« La morale est la faiblesse de la cervelle » a écrit Arthur Rimbaud dans Une Saison en enfer. On peut supposer qu’Annie Le Brun, spécialiste de Sade et du surréalisme et auteur de Ce qui n’a pas de prix, chez Stock, a lu et relu cette phrase comme on s’abreuve à une source vitale.
Faisant suite à Du trop de réalité (Stock, 2000), analyse critique de ce temps, Ce qui n’a pas de prix est une lecture indispensable à quiconque refuse de renoncer à la beauté, l’imaginaire et la passion. Annie Le Brun traque la laideur qui envahit le monde et s’impose à nos regards quel que soit l’endroit où ces derniers se portent. Il est temps avec elle, grâce à elle, d’ouvrir les yeux sur ces puissances mercantiles qui nous entourent, nous dupent et nous sidèrent. Il est temps de se révolter contre le règne d’une finance qui contamine chaque espace de créativité et de liberté. Cela vaut aujourd’hui pour l’art contemporain, mais cela vaudra peut-être pour le théâtre, la littérature, la musique, pour la poésie et même pour les promeneurs en quête de paysages non encore pollués par l’argent et son corollaire, la marchandisation.
De ce livre on sort avec une conscience aiguë de la vigilance redoublée que nous devons exercer si nous ne voulons pas sombrer dans la ligne de mire d’Annie Le Brun: l’argent, la finance et leur collusion avec l’art – et aussi dans la foulée les faux artistes, les intellectuels paresseux, les médias complices, les marchands de cosmétiques. Bref, tout ce qui fait que nous avalons sans sourciller des commentaires aussi ahurissants que ceux livrés par un critique du The Guardian qui évoquait la collection de sacs à main conçus pour la fondation Vuitton par Jeff Koons en ces termes : « Il ne s’agit pas d’une simple ligne de sacs de luxe, mais d’une méditation en forme de sac. »
Comment en est-on arrivé là? Parce qu’on veut nous faire assister à la grande transmutation de l’art en argent, de l’argent en art. C’est cela qui est devenu le sujet de l’art contemporain (ou d’un certain art contemporain). On n’a jamais autant parlé d’esthétisme, de programmes et d’agendas culturels, etc. d’un côté, et de l’autre, devoir constater un enlaidissement du monde qu’on peut dire endémique.
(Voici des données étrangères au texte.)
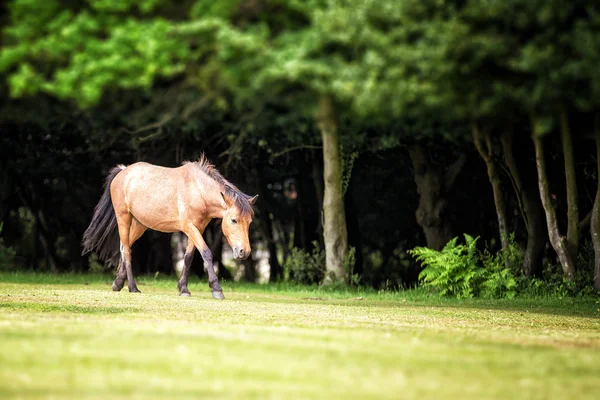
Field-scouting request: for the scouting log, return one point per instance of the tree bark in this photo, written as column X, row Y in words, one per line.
column 559, row 242
column 334, row 227
column 595, row 219
column 531, row 211
column 482, row 139
column 433, row 186
column 571, row 185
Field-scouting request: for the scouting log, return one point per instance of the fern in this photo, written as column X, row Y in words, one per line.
column 460, row 270
column 453, row 271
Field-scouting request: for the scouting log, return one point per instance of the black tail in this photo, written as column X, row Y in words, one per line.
column 102, row 236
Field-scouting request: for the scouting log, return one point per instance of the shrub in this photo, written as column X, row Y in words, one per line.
column 452, row 271
column 460, row 270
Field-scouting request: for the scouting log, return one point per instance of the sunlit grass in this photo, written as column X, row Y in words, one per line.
column 70, row 336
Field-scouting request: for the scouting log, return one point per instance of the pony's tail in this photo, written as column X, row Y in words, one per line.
column 102, row 236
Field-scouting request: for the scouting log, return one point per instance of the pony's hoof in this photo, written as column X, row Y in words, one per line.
column 218, row 294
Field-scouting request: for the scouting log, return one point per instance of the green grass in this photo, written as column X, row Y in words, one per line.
column 70, row 336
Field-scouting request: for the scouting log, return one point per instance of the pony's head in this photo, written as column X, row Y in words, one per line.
column 236, row 223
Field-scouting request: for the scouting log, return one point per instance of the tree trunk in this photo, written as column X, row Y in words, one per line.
column 480, row 139
column 433, row 186
column 249, row 270
column 595, row 219
column 531, row 210
column 334, row 227
column 571, row 185
column 559, row 243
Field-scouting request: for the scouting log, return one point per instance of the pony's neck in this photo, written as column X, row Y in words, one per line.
column 215, row 209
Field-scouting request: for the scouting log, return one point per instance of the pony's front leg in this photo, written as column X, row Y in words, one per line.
column 188, row 257
column 194, row 234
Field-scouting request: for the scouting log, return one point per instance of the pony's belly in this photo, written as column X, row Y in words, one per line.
column 157, row 221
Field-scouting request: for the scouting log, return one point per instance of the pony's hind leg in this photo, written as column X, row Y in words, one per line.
column 121, row 275
column 125, row 222
column 135, row 231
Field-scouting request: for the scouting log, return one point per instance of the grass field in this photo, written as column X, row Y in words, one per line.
column 70, row 336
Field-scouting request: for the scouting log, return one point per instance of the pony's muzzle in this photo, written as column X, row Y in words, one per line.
column 240, row 254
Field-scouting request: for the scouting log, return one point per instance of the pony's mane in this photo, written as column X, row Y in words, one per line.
column 240, row 198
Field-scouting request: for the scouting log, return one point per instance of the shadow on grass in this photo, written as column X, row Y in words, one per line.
column 355, row 297
column 69, row 308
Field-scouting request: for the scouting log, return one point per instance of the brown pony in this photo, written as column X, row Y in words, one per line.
column 145, row 196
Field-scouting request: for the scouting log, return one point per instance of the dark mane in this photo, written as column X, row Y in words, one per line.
column 240, row 198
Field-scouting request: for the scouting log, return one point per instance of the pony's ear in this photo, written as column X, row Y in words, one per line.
column 227, row 200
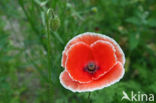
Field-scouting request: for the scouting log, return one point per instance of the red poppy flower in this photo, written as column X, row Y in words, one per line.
column 92, row 61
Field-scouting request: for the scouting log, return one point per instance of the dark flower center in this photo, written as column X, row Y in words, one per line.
column 91, row 67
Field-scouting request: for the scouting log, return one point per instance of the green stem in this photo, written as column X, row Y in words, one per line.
column 50, row 92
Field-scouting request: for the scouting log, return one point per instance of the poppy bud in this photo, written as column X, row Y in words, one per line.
column 55, row 23
column 94, row 9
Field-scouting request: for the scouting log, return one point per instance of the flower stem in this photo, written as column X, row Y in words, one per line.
column 89, row 97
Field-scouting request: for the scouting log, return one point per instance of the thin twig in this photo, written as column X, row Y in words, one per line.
column 89, row 97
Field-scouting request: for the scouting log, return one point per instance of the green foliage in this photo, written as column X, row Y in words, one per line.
column 32, row 41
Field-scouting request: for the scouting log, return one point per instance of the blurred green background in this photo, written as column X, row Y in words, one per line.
column 32, row 41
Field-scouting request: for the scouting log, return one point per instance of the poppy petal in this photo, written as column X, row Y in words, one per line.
column 78, row 56
column 113, row 76
column 90, row 38
column 104, row 55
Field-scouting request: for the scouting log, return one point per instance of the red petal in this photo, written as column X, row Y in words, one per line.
column 113, row 76
column 90, row 38
column 104, row 55
column 78, row 56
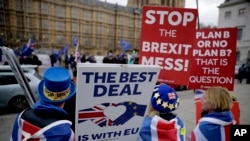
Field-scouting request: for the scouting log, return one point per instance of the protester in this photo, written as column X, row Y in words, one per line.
column 216, row 116
column 160, row 122
column 241, row 72
column 109, row 58
column 47, row 120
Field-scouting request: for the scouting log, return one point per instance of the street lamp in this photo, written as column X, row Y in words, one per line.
column 116, row 8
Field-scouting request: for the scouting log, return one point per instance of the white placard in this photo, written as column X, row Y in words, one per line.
column 112, row 99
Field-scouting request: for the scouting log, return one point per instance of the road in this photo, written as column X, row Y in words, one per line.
column 186, row 110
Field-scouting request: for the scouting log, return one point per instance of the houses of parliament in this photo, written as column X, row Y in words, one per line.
column 99, row 25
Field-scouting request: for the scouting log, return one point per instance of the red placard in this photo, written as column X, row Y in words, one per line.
column 167, row 37
column 214, row 57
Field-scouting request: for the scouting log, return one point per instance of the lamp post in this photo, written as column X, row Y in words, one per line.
column 116, row 7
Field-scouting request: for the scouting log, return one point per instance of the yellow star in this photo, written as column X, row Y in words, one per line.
column 178, row 100
column 164, row 104
column 135, row 107
column 158, row 101
column 171, row 106
column 156, row 95
column 176, row 105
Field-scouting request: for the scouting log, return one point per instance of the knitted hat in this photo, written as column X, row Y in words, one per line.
column 164, row 98
column 56, row 87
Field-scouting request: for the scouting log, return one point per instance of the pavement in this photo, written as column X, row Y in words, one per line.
column 186, row 110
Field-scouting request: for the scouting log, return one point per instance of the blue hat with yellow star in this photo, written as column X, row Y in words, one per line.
column 164, row 98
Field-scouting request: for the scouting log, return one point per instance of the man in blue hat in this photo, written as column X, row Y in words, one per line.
column 47, row 119
column 161, row 123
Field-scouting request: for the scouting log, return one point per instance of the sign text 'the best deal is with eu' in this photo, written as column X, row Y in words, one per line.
column 167, row 37
column 111, row 100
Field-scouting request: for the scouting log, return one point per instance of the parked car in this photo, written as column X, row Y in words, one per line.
column 12, row 96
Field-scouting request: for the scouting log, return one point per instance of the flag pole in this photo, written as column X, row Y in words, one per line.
column 197, row 5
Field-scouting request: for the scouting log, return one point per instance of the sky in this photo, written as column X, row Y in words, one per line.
column 208, row 10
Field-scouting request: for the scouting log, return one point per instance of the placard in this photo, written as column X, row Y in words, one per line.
column 167, row 37
column 112, row 100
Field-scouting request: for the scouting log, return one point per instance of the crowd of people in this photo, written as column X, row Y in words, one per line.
column 51, row 117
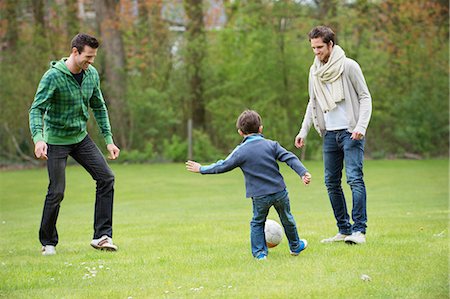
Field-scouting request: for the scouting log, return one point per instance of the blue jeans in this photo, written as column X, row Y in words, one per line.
column 87, row 154
column 340, row 149
column 261, row 206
Cette réflexion, Annie Le Brun l’a initiée en 2000 en constatant dans le monde un « trop de réalité » lié à la surproduction de marchandises, d’images, de commentaires, etc. entraînant une sorte de gavage qui a transformé subitement la nature de la censure – celle-ci ne se pratiquant plus par des interdictions comme auparavant, mais par un excès d’informations, de « signes sans signifiés » qui font que tout devient indifférencié. Plus besoin d’interdire donc, puisque les choses s’annihilent entre elles. Grave menace pour le jugement critique et pour la sensibilité qui commence à perdre ses perspectives. Le temps passant, les choses se sont aggravées, généralisées, on a pu voir une sorte d’invasion du monde sensible à travers la pollution des villes « gentrifiées », « muséifiées »; la mise en place de purs décors dans des villes relookées qui n’en étaient plus parce que complètement assujetties à la marchandisation. Passant graduellement d’une société du « trop de réalité » à une société du « trop de déchets »: « Déchets nucléaires, déchets chimiques, déchets industriels en tous genre, mais aussi déchets de croyances, de lois, d’idées dérivant comme autant de carcasses vides dans le flux du périssable« . Une société qui a mis en place tout un système pour faire accepter cette gestion du déchet tout en le déniant par de lénifiants discours consolateurs. Décomposition du monde d’un côté, et de l’autre, une fausse beauté servant à recycler tous ces déchets pour en faire quelque chose d’hermétique apte à les camoufler. Remontant ce processus sournois, Annie Le Brun pointe la collusion entre l’art contemporain et la haute finance, strictement synchrone avec le début de la financiarisation de l’économie dans les années 90.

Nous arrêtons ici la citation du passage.